#CatBoost

1 posts loaded — scroll for more

Text
russianseo
russianseo

Yandex released a new machine learning library in public access

Yandex has developed a new method of machine learning called CatBoost. It allows you to efficiently train models in line with heterogeneous data - such as user location, operation history and device type. The library of computer training CatBoost is released in public access, it can be used by all comers.
To work with CatBoost, it’s enough to install it on your computer. The library supports Linux, Windows and macOS operating systems and is available in Python and R programming languages. Yandex has also developed a CatBoost Viewer visualization program that allows you to monitor the learning process on the charts. You can download CatBoost and CatBoost Viewer on GitHub.

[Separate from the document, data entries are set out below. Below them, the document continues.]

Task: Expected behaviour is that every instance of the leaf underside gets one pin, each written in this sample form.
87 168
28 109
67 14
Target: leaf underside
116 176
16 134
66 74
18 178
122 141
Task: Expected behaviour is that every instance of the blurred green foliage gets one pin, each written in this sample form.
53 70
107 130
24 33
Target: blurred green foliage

CatBoost is the heir of the Matrixnet machine learning method, which is used in almost all Yandex services. Like Matrixnet, CatBoost employs the mechanism of gradient boosting: it is well suited for working with heterogeneous data. But whereas Matrixnet teaches models on numerical data, CatBoost also takes into account the non-numerical ones, for example cloud types or types of buildings. Previously, such data had to be translated into the language of figures, which could change their essence and affect the accuracy of the model. Now they can be used in their original form. Thanks to this, CatBoost shows a higher quality of training than similar methods for working with heterogeneous data. It can be used in a variety of areas - from the banking sector to industrial needs.

Mikhail Bilenko, head of the of Yandex machine intelligence and research department:

Yandex has been engaged in machine training for many years, and CatBoost was created by the best specialists in this field. By releasing the library CatBoost in open access, we want to contribute to the development of machine learning. I must say that CatBoost is the first Russian method of machine learning, which became available in the open source. We hope that the community of experts will appreciate it and will help to do even better.

The new method has already been tested on Yandex services. As part of the experiment, it was used to improve search results, to rank the Yandex.Den recommendations tape and to calculate the weather forecast in Meteum technology - and in all cases proved to be better than Matrixnet. In the future, CatBoost will work on other services. It is also used by the Yandex Data Factory team - for their solutions for the industry, in particular for optimizing raw material consumption and predicting defects.

In addition, CatBoost was implemented by the European Center for Nuclear Research (CERN): they are using it to combine data obtained from different parts of the LHCb detector.